SANTA CRUZ DE TENERIFE, May 25. (EUROPE PRESS) –
An international scientific team, in which researchers from the Instituto de Astrofísica de Canarias (IAC) and the University of La Laguna (ULL) participate, have discovered magnetic waves in sunspots with such a high energy flux that they could maintain the atmosphere from the Sun to millions of degrees.
The finding, published in the journal Nature Astronomy, adds a new missing piece to the “puzzle” of why the Sun’s outer layers are hotter than its surface despite being further away from the heat source.
From the IAC they point out in a note that the Sun shines thanks to the nuclear fusion of hydrogen in its nucleus, where the temperature reaches 16,000,000 °C, while on the visible surface (or photosphere) of the Sun, the temperature drops to about 5,000°C.
It is intuitive that hydrogen gas located further from its core is colder, however, the solar corona, which is further from the core than the photosphere, reaches temperatures of millions of degrees.
No theory has been able to explain this paradox, known as the coronal heating problem, which has challenged the scientific community for a century, the IAC insists.
Using the Big Bear Solar Observatory’s 1.6-metre ‘Goode’ solar telescope, an international scientific team detected oscillations in dark elements of a large sunspot, which is the coldest structure on the Sun. These obscurations are plasma fibrils aligned with a strong magnetic field of high intensity in the sunspot.
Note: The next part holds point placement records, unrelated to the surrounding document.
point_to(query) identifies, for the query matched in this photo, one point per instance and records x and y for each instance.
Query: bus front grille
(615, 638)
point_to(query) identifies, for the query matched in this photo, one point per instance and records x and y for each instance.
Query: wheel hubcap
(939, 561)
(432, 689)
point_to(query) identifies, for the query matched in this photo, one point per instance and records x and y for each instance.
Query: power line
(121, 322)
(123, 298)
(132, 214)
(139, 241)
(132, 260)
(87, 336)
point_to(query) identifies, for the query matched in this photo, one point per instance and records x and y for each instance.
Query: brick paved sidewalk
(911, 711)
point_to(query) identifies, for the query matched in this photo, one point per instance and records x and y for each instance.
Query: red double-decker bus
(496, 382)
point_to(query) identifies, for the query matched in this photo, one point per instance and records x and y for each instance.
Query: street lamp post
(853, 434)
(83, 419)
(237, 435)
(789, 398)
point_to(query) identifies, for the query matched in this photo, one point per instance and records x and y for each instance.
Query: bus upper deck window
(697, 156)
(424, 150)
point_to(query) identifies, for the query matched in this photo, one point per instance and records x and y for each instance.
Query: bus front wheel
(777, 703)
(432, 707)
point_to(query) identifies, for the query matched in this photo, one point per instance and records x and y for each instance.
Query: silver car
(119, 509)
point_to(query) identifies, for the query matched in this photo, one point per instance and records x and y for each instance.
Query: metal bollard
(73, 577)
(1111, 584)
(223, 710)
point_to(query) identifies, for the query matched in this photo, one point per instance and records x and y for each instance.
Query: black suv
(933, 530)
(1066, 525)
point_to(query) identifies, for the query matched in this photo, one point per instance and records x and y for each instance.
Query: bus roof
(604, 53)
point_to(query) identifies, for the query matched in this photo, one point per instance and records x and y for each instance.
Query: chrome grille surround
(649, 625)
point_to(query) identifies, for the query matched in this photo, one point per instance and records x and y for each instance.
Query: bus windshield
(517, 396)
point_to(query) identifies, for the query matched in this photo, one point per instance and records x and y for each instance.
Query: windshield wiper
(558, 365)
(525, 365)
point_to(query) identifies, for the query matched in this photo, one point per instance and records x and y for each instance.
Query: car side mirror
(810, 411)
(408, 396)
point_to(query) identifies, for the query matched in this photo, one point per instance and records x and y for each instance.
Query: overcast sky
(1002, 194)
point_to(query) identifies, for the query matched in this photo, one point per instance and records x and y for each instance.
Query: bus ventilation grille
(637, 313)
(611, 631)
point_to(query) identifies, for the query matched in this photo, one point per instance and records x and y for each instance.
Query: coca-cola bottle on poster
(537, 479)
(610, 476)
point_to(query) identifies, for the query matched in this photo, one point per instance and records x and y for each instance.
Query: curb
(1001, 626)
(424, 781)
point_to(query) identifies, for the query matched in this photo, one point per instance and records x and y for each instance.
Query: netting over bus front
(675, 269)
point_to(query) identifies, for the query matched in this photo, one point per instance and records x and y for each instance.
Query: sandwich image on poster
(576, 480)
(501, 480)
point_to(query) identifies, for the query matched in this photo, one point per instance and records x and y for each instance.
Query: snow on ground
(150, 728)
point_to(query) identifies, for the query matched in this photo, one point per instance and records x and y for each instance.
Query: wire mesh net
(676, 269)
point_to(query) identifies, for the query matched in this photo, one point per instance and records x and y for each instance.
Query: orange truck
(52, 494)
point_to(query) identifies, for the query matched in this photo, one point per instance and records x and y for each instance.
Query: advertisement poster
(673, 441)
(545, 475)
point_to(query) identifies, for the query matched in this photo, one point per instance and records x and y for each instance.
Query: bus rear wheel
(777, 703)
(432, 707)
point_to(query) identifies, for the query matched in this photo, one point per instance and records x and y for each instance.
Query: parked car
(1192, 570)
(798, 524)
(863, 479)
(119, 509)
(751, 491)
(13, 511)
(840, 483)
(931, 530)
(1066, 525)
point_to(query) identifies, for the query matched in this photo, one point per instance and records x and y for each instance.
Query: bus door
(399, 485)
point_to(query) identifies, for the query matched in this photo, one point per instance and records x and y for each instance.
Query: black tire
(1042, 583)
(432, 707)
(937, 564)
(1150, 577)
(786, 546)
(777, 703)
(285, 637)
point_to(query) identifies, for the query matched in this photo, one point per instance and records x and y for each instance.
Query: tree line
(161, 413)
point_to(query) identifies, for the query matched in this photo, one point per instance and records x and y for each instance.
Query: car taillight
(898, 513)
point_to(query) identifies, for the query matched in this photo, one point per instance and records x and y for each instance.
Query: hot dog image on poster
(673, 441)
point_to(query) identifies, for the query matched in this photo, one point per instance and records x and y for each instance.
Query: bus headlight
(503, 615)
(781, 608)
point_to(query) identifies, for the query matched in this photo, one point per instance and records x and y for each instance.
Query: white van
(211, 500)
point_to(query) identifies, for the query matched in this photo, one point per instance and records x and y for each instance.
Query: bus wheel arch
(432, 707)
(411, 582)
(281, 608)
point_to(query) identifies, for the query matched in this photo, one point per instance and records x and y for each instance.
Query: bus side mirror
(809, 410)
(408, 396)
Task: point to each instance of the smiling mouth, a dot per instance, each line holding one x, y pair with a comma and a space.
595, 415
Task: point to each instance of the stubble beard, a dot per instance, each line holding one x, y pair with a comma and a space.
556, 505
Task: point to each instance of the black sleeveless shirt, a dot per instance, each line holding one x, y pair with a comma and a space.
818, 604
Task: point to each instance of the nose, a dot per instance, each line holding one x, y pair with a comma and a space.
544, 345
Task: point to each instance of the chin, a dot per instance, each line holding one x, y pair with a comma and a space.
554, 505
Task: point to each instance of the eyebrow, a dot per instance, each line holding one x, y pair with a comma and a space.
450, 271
“These filaments oscillate transversely, which means that it is a transverse magnetohydrodynamic (MHD) wave and that they are capable of dragging the magnetic field lines to move laterally,” explains Yuan Ding, a researcher at the Harbin Institute of Technology (China) who has led the investigation.
This implies, he adds, “that the oscillations of the fibrils could provide a very high energy flow.”
The scientific team has developed a mathematical model of the fast transverse waves in sunspots and has calculated that the energy flux is between 1,000 and 10,000 times greater than the energy released in the plasma of the active region, which would be sufficient. to keep the Sun’s atmosphere at millions of degrees of temperature.
“In the study, the plasma parameters were estimated by applying an inversion code developed at the IAC to the observations”, points out Juan C. Trelles, co-author of the article and researcher at the IAC and ULL.
Of these two scientific institutions, researchers Carlos Quintero and Basilio Ruiz have also participated.
THERE WILL BE MORE INVESTIGATIONS
In addition to this scientific result, the study is accompanied by extremely high spatial resolution data from the darkest area of the sunspot or umbra, as well as the dynamics of high-energy waves in its plasma fibrils.
The research thus provides unprecedented insight into the strongly magnetized plasma region of the Sun and plays a leading role in resolving the coronal heating problem.
The Solar Physics community plans to carry out further research using the latest generation solar telescopes that will be available in the coming years, such as the European Solar Telescope (EST), which is scheduled to be installed at the Roque de los Muchachos Observatory in The Palm.